Quel document communiquer à une CPAM qui méconnait le régime social des artistes-auteurs et autrices ?

Une nouvelle instruction officielle à communiquer à sa CPAM

En cas de problème avec une CPAM pour son droit aux indemnités journalières, l’artiste-auteur ou autrice peut, pour tenter de débloquer la situation, communiquer à sa CPAM l’instruction N° DSS/2A/2024/116 du 5 juillet 2024 relative aux règles applicables aux indemnités journalières dues au titre de la maladie et de la maternité pour les artistes-auteurs, émise par le Ministère du travail, de la santé et des solidarités Direction de la sécurité sociale (DSS) ; le Ministre de l’économie, des finances et de la souveraineté industrielle et numérique ; la Direction de la sécurité sociale (DSS), qui est destinée à Monsieur le directeur général de la Caisse nationale de l’assurance maladie avec copie à : Madame la cheffe de la Mission nationale de contrôle et d’audit des organismes de sécurité sociale.
L’instruction est téléchargeable en pdf ci-dessous :

Instruction interministerielle no DSS 2A 2024 116 du 5 juillet 2024
Instruction relative aux règles applicables aux indemnités journalières dues au titre de la maladie et de la maternité pour les artistes auteurs

Mieux vaut tard que jamais !

Compte tenu des difficultés récurrentes des artistes-auteurs et autrices avec les CPAM, en 2003, la MDA-sécurité sociale avait déjà créé un document intitulé « Référentiel réglementaire du régime des artistes auteurs », notamment à l’attention des CPAM afin de les informer, entre autres, sur les droits aux indemnités journalières des artistes-auteurs.

Suite à la réforme du régime en 2018, ce document est devenu obsolète.
Depuis, le CAAP demande qu’une actualisation soit faite par les ministères, et que le document actualisé soit communiqué aux syndicats d’artistes-auteurs.
Au 5 juillet 2024, c’est enfin chose faite en ce qui concerne les droits aux indemnités journalières au titre de la maladie et de la maternité pour les artistes-auteurs et autrices (AA).

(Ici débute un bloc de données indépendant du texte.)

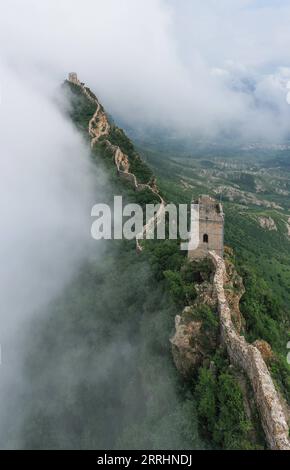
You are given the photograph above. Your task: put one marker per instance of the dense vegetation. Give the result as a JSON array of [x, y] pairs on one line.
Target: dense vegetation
[[114, 327]]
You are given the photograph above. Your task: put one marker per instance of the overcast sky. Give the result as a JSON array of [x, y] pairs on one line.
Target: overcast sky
[[203, 66], [206, 65]]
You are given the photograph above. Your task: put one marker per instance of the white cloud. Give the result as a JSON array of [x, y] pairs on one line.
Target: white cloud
[[153, 61]]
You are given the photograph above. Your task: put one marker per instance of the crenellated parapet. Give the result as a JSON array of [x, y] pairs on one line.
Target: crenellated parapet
[[248, 357]]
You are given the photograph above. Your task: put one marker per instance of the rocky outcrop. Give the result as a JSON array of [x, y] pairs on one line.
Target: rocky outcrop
[[186, 345], [99, 126], [249, 358], [267, 223]]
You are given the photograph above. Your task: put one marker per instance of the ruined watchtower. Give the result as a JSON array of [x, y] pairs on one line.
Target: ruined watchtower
[[73, 78], [211, 228]]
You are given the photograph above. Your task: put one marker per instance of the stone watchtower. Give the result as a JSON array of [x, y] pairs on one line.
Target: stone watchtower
[[211, 228], [73, 78]]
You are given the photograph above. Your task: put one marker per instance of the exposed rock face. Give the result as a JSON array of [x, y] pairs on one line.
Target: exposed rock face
[[190, 342], [267, 223], [265, 349], [243, 197], [99, 126], [249, 358], [288, 227], [186, 349]]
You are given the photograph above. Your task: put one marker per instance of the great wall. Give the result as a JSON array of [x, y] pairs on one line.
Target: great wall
[[248, 357], [241, 354], [99, 126]]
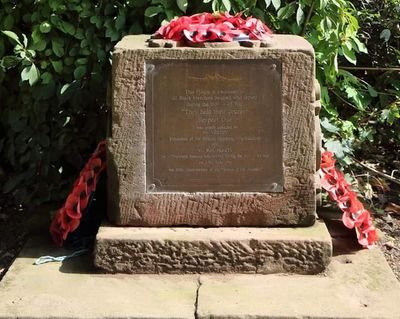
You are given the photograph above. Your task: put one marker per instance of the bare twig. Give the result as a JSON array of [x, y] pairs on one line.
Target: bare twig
[[391, 178], [367, 68], [303, 31]]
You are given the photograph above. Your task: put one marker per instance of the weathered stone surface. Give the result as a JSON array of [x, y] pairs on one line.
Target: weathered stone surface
[[221, 250], [130, 203], [357, 285]]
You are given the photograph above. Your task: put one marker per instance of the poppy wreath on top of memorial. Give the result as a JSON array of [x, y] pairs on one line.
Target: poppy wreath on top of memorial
[[339, 190], [209, 27], [67, 218]]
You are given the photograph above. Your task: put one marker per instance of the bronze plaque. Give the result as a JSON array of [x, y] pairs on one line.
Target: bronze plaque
[[214, 126]]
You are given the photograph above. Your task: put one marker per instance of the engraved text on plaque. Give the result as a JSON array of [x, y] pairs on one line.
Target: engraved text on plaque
[[214, 126]]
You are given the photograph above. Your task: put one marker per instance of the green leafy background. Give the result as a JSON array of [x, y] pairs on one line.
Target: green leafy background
[[55, 61]]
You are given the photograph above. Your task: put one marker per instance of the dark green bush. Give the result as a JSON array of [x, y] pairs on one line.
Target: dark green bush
[[55, 66]]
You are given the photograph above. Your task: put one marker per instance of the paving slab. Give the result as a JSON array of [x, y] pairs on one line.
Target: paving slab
[[304, 250], [73, 290]]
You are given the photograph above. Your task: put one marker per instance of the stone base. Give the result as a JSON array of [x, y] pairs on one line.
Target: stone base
[[358, 284], [213, 250]]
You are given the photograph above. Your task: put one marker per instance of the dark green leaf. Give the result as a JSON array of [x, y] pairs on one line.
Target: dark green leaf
[[276, 4], [385, 35], [58, 48], [12, 36], [45, 27], [79, 72], [12, 183], [30, 74], [10, 61], [349, 55], [57, 65], [299, 15]]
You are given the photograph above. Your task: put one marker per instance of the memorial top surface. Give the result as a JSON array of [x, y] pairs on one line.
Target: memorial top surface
[[278, 42]]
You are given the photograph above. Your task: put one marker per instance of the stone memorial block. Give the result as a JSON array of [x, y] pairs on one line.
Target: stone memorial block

Par expérience, nous savons que cette instruction pourra débloquer certaines situations mais hélas pas toutes

Le document antérieur avait permis d’améliorer en partie les problèmes rencontrés par les artiste-auteurs et autrices avec leur CPAM. Il en sera sans doute de même pour cette nouvelle instruction. Si, malgré la communication de ce document à votre CAPM, le problème persiste, nous vous conseillons de contacter votre syndicat (CAAP ou autre) qui pourra intervenir en votre nom et débloquer la situation.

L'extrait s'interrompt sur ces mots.